I was recently asked to bake some cupcakes for an upcoming work function and one of the flavors was Salted Caramel Cupcakes. I told them yes I can make those, knowing full well I had never before entertained the idea let alone had a recipe! So off I went in search of a recipe that would be worthy to present to a customer.
INGREDIENTS
- 1 1/2 cups all-purpose flour
- 1 teaspoon baking powder
- 1/4 teaspoon salt
- 1/2 cup or 1 stick of unsalted butter, softened
- 1 cup packed light brown sugar
- 2 large eggs, at room temperature
- 2 vanilla beans or 2 teaspoons vanilla extract
- 1/2 cup whole milk
DIRECTIONS
Preheat oven to 350 degrees F (180 C). Line muffing tins with papers.
In a medium bowl, combine flour, baking powder and salt; set aside.
In your mixer, cream butter and brown sugar on medium-high speed until pale and fluffy. Add eggs, one at a time, beating until each is incorporated. Add vanilla beans or vanilla extract. Mix and scrape down sides of bowl as needed. Add flour mixture in three batches, alternating with two additions of milk, and beating until combined after each.
Divide batter evenly among lined cups, filling each about 2/3 full. Bake for 20 to 25 minutes. When done place on wire racks and allow to cool for 10 minutes. While your cupcakes are cooling, make your caramel!
Caramel Sauce and Drizzle
- 1 cup sugar
- 6 Tablespoons salted butter, cubed
- 1/2 cup heavy cream, at room temperature
In a medium saucepan, cook the granulated sugar and butter over medium high heat until it begins to melt. Making caramel can be tricky because you want it to be an amber brown, you don’t want it to burn. However, you do want a hint of that smoky flavor so be careful. Bring to a boil and boil for 2-3 minutes, constantly stirring. Turn down the heat to low and slowly add the cream. While continually stirring, turn the heat up to medium until caramel starts to boil again. Set aside and allow it to completely cool (about 10 minutes). You will use half for the frosting and the remaining to drizzle over your cupcakes.
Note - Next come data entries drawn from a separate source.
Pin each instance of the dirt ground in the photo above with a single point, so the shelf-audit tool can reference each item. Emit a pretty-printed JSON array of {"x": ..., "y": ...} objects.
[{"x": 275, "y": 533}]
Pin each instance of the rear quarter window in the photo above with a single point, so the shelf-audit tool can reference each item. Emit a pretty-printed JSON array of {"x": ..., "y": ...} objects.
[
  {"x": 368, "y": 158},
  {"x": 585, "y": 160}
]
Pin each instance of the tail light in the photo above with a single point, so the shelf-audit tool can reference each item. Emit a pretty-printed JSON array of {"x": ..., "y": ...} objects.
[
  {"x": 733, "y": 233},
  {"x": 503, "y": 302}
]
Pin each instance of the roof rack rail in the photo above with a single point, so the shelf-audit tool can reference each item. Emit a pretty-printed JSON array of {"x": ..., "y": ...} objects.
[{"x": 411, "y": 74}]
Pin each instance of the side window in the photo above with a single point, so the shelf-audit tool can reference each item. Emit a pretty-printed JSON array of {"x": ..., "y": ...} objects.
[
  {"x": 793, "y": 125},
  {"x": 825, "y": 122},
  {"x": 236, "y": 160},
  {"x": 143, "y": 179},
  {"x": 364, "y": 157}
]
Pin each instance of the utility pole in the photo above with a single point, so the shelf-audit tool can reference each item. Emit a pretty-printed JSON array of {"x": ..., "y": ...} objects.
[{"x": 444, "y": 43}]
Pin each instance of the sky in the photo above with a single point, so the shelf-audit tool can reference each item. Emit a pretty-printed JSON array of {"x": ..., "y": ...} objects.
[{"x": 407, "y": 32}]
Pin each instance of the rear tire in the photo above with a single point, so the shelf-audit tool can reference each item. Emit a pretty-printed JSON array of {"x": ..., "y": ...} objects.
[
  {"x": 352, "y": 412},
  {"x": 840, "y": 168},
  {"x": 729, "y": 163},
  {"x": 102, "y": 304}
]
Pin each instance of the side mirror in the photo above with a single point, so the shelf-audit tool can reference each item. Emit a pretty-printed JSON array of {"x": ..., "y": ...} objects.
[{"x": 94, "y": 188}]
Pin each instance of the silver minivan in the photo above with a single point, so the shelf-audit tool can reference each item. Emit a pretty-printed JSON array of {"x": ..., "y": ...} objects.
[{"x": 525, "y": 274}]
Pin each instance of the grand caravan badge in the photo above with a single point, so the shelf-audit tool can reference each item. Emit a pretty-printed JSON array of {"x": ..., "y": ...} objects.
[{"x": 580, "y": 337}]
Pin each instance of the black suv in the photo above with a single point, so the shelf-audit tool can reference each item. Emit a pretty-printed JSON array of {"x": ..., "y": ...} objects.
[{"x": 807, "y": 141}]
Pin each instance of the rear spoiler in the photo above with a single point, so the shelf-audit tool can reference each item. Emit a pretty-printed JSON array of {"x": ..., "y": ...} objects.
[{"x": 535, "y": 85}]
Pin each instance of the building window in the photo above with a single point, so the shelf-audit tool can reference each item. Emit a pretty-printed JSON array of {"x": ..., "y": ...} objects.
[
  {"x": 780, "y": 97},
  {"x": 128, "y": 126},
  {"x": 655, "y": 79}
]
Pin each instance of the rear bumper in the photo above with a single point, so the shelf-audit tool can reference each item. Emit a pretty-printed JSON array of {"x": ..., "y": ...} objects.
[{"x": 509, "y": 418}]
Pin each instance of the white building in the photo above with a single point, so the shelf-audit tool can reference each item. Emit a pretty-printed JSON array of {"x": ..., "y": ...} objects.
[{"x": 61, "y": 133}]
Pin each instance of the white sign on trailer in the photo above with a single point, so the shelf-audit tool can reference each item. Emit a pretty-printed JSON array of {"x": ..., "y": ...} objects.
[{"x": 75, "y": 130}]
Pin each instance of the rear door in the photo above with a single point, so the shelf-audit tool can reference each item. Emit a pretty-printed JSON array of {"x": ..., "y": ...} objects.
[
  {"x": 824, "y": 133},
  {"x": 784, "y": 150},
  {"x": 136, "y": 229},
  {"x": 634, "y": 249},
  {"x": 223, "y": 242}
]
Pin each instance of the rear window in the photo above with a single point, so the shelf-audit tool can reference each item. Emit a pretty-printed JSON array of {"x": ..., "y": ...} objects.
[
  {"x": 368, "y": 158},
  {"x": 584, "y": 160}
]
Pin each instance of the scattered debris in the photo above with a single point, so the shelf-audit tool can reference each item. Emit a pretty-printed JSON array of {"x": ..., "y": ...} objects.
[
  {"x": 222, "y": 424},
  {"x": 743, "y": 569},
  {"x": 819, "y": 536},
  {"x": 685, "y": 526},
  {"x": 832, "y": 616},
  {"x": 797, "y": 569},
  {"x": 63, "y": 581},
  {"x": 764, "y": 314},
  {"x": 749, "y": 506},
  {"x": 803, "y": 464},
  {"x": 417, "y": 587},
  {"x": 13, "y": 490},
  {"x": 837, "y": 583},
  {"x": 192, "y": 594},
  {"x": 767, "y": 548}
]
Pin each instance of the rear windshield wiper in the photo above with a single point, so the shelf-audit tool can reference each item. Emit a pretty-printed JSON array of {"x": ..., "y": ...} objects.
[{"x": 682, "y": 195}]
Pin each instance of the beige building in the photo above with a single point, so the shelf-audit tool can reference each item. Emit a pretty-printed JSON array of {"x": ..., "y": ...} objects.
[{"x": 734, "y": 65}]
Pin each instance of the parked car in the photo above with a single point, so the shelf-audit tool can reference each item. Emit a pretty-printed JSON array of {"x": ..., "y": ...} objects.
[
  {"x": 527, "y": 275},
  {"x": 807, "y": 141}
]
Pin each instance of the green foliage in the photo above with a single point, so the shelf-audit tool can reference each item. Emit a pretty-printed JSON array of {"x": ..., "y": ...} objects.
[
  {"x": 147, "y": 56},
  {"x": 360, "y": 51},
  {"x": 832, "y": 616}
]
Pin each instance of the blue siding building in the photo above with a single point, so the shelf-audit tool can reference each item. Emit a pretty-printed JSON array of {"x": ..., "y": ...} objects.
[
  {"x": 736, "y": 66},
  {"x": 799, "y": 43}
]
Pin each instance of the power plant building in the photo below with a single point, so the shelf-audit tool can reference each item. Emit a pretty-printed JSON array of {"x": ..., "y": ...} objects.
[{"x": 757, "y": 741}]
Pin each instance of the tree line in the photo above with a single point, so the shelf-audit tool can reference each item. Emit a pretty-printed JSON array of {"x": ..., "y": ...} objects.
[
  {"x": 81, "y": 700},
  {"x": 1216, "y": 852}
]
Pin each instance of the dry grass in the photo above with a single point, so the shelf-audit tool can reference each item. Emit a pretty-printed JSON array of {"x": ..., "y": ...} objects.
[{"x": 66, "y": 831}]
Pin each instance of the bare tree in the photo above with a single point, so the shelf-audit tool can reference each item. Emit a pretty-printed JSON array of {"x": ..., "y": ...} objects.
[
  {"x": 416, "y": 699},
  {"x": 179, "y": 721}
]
While cupcakes and caramel are cooling, prepare the frosting.
FROSTING
- 1 cup butter, softened
- 2 vanilla beans or 1 teaspoon vanilla extract
- 3-4 cups of confectioners sugar
- 1/4 cup heavy cream, if needed
- Pinch of sea salt
- Caramel Sauce (half for frosting and half for drizzle)
- 2 Tablespoons coarse sea salt (for assembly)
Using a mixer, cream the butter until fluffy and smooth. Add the vanilla beans. Next, add the confectioners sugar half a cup at a time. You may not need all 4 cups. If the frosting is too thick, then add a little cream to help thin it out. When the consistency is the way you want it, add a pinch of sea salt. Using only half of the caramel, add it into the frosting in small spoonfuls. Gently swirl. Fill into piping bag and decorate your cupcakes. Drizzle the caramel over the cupcakes and then garnish with sea salt.
- Any remaining caramel can be stored in an airtight container in the refrigerator for up to 1 week. Bring to room temperature before using.